WBT Basics provides a simple starting point for teachers new to Whole Brain Teaching. Beginning with Class-Yes, the Attention Getter, each of the steps around the instructional circle are described in the videos below.
Deliver a lesson by cycling through our teaching pattern. Start with the Attention Getter (Class-Yes), activate the Brain Engager (Mirror Words), speak for one minute of Direct Instruction using Lesson Chunks and then employ Collaborative Learning as students teach their neighbor your lesson. Move through the classroom, assessing if your pupils are ready for a new lesson chunk or need to review.
Use the WBT Basics circle to give directions, teach content, improve writing ability, polish reading talents ... any classroom activity.
Beginners can use 3" x 5" cards to structure their presentation. Deliver point #1 on each card, then point # 2 and so on. Update card #3 with each new lesson. Explore these three links: our Classroom Rules , a video demonstrating the Rules' gestures... and a Superb video from a Louisiana third grade classroom demonstrating the One Minute Lesson below.
How do I get my students' attention? - The Attention Getter
When you want your students' attention say, "Class!" They respond, "Yes!" For variety, if you say "Class Bazinga!," they respond, "Class Bazinga!" Many other variations are possible. "Yo Class!" "Class Shaka Lacka!" "Yada, yada Class!" etc. Approximately one in five times that you employ the Attention Getter, substitute an entertaining variation.
A second, important feature of the Attention Getter is that when students respond, they fold their hands and look at you. Never scold when kids fail to use a WBT technique properly. Scolding means you haven't practiced enough. Use micro-step practice, training kids that when you call "Class," they immediately stop what they're doing, turn and look at the teacher, and folder their hands.
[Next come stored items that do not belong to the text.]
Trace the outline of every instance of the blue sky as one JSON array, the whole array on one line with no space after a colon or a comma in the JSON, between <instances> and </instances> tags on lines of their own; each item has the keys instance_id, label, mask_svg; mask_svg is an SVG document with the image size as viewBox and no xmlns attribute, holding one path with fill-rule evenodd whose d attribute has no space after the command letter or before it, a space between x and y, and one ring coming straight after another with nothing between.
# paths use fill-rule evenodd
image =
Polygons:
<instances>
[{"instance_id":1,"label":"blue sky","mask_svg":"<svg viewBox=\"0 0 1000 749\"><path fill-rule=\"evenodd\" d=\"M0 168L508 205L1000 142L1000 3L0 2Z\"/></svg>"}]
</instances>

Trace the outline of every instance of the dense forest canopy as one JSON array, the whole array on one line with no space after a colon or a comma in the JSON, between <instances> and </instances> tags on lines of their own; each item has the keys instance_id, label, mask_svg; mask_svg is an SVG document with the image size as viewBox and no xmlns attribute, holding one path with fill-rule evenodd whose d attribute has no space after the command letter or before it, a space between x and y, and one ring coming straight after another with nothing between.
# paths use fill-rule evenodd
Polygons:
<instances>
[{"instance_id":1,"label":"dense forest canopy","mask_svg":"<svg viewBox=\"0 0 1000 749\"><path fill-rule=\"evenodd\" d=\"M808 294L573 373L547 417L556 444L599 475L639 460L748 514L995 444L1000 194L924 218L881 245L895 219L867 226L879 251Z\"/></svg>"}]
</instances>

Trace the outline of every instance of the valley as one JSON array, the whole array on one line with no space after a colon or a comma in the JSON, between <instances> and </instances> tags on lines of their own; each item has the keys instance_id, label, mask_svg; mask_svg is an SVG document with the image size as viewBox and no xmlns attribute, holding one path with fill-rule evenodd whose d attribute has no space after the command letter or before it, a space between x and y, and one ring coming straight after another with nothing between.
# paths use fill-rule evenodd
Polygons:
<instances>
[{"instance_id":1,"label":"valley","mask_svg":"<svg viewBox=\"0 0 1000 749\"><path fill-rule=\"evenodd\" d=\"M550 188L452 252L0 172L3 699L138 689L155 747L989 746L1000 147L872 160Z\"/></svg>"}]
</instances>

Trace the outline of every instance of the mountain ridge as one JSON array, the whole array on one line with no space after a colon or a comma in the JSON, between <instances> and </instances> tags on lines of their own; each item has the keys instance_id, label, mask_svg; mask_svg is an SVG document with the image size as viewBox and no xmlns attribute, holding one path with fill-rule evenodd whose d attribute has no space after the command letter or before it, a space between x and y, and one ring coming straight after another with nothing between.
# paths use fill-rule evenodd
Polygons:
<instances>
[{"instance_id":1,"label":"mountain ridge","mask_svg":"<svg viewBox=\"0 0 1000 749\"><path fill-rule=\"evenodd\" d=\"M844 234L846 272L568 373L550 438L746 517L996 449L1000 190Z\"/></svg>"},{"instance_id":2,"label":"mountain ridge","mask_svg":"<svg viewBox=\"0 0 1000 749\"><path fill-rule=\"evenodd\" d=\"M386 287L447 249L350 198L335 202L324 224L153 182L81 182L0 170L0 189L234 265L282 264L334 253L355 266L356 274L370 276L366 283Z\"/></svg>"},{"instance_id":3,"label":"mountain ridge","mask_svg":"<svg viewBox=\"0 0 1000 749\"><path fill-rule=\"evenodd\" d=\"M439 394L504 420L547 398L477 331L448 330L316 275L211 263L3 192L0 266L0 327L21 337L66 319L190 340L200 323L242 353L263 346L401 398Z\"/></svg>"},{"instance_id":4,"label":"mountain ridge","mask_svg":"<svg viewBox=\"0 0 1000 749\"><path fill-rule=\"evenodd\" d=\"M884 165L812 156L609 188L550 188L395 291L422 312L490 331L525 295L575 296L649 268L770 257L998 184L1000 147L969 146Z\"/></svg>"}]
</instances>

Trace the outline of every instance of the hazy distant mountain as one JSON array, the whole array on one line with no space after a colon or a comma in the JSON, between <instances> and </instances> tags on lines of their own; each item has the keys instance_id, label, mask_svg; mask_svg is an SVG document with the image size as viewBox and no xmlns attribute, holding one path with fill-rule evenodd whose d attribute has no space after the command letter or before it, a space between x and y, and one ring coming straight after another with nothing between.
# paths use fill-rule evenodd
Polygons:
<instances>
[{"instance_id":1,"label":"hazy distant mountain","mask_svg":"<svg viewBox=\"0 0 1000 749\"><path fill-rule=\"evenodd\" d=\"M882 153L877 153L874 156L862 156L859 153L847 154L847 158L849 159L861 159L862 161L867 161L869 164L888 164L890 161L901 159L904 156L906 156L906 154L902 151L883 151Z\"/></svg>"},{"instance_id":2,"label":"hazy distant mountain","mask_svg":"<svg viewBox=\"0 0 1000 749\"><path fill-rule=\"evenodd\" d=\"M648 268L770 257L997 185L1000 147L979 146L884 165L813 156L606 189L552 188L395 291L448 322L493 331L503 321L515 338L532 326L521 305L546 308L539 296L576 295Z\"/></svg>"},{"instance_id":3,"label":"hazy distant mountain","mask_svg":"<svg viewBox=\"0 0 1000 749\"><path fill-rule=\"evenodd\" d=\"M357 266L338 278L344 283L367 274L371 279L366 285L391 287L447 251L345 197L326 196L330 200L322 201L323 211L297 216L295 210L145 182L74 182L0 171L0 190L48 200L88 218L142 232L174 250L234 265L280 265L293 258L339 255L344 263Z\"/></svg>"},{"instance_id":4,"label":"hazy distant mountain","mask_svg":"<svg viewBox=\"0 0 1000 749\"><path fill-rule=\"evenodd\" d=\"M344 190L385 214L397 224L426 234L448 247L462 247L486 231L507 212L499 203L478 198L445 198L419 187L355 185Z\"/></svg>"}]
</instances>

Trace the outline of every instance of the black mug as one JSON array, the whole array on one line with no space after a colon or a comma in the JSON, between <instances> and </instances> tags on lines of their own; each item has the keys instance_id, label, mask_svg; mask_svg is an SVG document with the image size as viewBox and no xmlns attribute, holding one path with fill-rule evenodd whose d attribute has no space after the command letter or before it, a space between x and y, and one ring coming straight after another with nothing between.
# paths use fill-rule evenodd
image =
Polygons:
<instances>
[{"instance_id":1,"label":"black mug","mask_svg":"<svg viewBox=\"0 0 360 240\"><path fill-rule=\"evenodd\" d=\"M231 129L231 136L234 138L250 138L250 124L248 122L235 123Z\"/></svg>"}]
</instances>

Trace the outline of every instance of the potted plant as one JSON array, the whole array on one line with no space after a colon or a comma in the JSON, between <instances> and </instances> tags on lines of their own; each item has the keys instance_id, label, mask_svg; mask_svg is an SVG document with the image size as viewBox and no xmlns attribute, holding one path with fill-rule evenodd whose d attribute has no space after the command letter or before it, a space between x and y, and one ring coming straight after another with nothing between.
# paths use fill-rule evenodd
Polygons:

The wackier your variations of the Attention Getter, the more fun for your kids. As a reward for improvement in behavior, and to develop student leadership, make a few students Call Outers. When you point at them and whisper “Class,” they call out their own wacky version of Class-Yes, to gain their classmates’ attention.
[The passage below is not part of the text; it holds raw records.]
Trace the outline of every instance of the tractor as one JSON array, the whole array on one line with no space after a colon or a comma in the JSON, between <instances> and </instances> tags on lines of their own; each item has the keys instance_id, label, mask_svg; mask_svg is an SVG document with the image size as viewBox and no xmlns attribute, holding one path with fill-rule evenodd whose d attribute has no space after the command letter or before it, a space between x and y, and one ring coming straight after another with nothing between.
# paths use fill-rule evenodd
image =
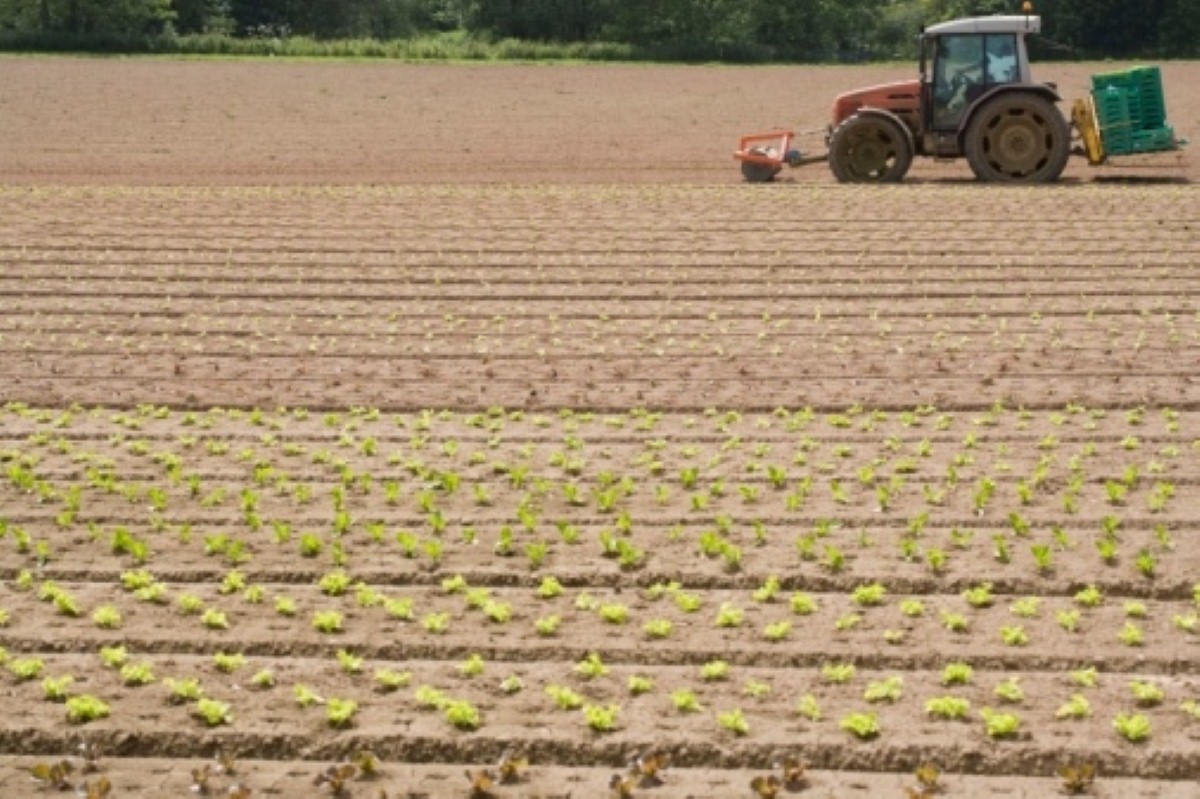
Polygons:
<instances>
[{"instance_id":1,"label":"tractor","mask_svg":"<svg viewBox=\"0 0 1200 799\"><path fill-rule=\"evenodd\" d=\"M966 158L981 181L1057 180L1073 152L1072 132L1058 109L1063 98L1055 85L1035 81L1030 71L1025 40L1040 31L1041 17L1029 13L925 28L918 78L834 100L825 129L827 152L792 149L791 131L744 136L734 154L742 175L760 183L785 165L827 160L840 182L895 183L920 155ZM1111 80L1102 80L1106 77ZM1092 96L1076 101L1072 111L1083 143L1079 152L1098 164L1109 155L1178 149L1183 142L1165 126L1162 106L1157 68L1142 68L1132 77L1094 76Z\"/></svg>"}]
</instances>

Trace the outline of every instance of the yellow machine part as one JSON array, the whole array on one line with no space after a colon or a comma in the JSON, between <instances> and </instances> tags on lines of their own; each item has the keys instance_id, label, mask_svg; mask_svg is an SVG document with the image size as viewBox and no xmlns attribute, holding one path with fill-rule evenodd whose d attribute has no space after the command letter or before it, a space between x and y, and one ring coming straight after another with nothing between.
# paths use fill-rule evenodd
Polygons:
<instances>
[{"instance_id":1,"label":"yellow machine part","mask_svg":"<svg viewBox=\"0 0 1200 799\"><path fill-rule=\"evenodd\" d=\"M1083 149L1087 153L1088 163L1097 166L1104 163L1104 142L1100 138L1100 126L1096 123L1096 106L1089 96L1086 100L1076 100L1071 109L1071 121L1083 139Z\"/></svg>"}]
</instances>

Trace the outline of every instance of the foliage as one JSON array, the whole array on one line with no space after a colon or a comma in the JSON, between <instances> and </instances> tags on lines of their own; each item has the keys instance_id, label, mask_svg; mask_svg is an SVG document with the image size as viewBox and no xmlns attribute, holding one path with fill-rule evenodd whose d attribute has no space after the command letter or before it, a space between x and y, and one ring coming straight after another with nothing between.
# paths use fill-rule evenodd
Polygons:
<instances>
[{"instance_id":1,"label":"foliage","mask_svg":"<svg viewBox=\"0 0 1200 799\"><path fill-rule=\"evenodd\" d=\"M999 713L984 707L980 708L979 715L989 738L1013 738L1021 729L1021 719L1016 713Z\"/></svg>"},{"instance_id":2,"label":"foliage","mask_svg":"<svg viewBox=\"0 0 1200 799\"><path fill-rule=\"evenodd\" d=\"M966 718L970 710L970 701L960 696L935 696L925 702L925 712L940 719Z\"/></svg>"},{"instance_id":3,"label":"foliage","mask_svg":"<svg viewBox=\"0 0 1200 799\"><path fill-rule=\"evenodd\" d=\"M1096 3L1047 0L1048 40L1092 57L1197 54L1194 3ZM652 11L637 0L0 0L0 30L55 49L813 61L908 58L922 24L1011 12L1007 0L656 0ZM375 446L361 442L365 453Z\"/></svg>"},{"instance_id":4,"label":"foliage","mask_svg":"<svg viewBox=\"0 0 1200 799\"><path fill-rule=\"evenodd\" d=\"M91 694L80 694L67 699L67 721L86 724L108 716L109 707Z\"/></svg>"},{"instance_id":5,"label":"foliage","mask_svg":"<svg viewBox=\"0 0 1200 799\"><path fill-rule=\"evenodd\" d=\"M838 727L860 740L879 735L879 718L874 713L850 713L838 721Z\"/></svg>"},{"instance_id":6,"label":"foliage","mask_svg":"<svg viewBox=\"0 0 1200 799\"><path fill-rule=\"evenodd\" d=\"M718 713L717 724L722 729L729 730L739 737L750 734L750 723L746 721L746 717L742 715L740 708Z\"/></svg>"},{"instance_id":7,"label":"foliage","mask_svg":"<svg viewBox=\"0 0 1200 799\"><path fill-rule=\"evenodd\" d=\"M193 712L209 727L233 723L233 712L227 702L201 697L196 701L196 708Z\"/></svg>"},{"instance_id":8,"label":"foliage","mask_svg":"<svg viewBox=\"0 0 1200 799\"><path fill-rule=\"evenodd\" d=\"M1141 743L1150 737L1150 719L1140 713L1118 713L1113 719L1113 729L1130 743Z\"/></svg>"}]
</instances>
How do I get 100% Student engagement? - The Brain Engager
One of education’s most popular and well researched strategies, Direct Instruction, receives a powerful visual and motor cortex amplification with Mirror Words.
You say, "Mirror Words!" and quickly lift your hands. Students respond, "Mirror Words!" and quickly lift their hands. Then, your kids repeat your words and mimic your gestures as you present a lesson.
Once your students are ready, increase the funtricity by adding variety: use voices, change your pitch, use whispers. The more variety, the more fun!
How do I use direct instruction? - The One Minute lesson
Whether you are delivering content or giving directions for an activity, this much is true: the more we talk, the more students we lose.
To deliver your instruction, speak in short chunks using Mirror Words, talking about one new thing for only one minute. The key is to speak briefly and make engaging gestures. Explain this one new thing in different ways using varied voice and gestures, while students repeat.
Using memory gestures for concepts powerfully engages a student’s motor and visual cortices, thus helping to build stronger memories. When you say "fraction" hold one fist on top of the other. Waggle the top fist when you say, "numerator", waggle your bottom fist when you say, "denominator." To access hundreds of gestures and illustrations for core concepts, explore our Power Pix.
When you're finished delivering your lesson, say, "Mirrors Off" and students repeat "Mirrors off."
How do I turn my students into teachers? - Collaborative Learning
Teach-Okay is WBT's version of Collaborative Learning. Simple as pie ... speak briefly, not much more than 2-4 sentences; clap twice and exclaim "Teach!" Your kids clap twice and exclaim, "Okay!" Then, they turn to their neighbors, use big gestures, and paraphrase what you said. Paraphrasing, of course, is a key intellectual skill. Kids don’t truly understand lessons until they can translate what they’ve heard into their own words.
The Teacher in a student pair summarizes your lesson and makes explanatory gestures. The Student mirrors the Teacher’s gestures. Thus, it is easy to spot off-task kids … they aren’t moving!! Simply stand beside them, whisper, “Big gestures, please!”
As you walk around the room, checking comprehension, you'll know whether to repeat your lesson, or go on to the next point.
We can’t judge students’ understanding by their facial expressions. Too often we are shocked during assessments when we discover how little of our lessons kids absorbed. In place of testing every few months or even every week, in WBT we evaluate student understanding every 60 seconds. Walk the room, check comprehension by listening to students paraphrase your last concept.
Occasionally replace two claps with an entertaining transition. For example, do a disco move or rub your head and pat your belly or stamp your feet … and then say “Teach!” Your class imitates your wackiness and says, “Okay!” If they are laughing, you’ve given them an engagement increasing, Funtricity jolt.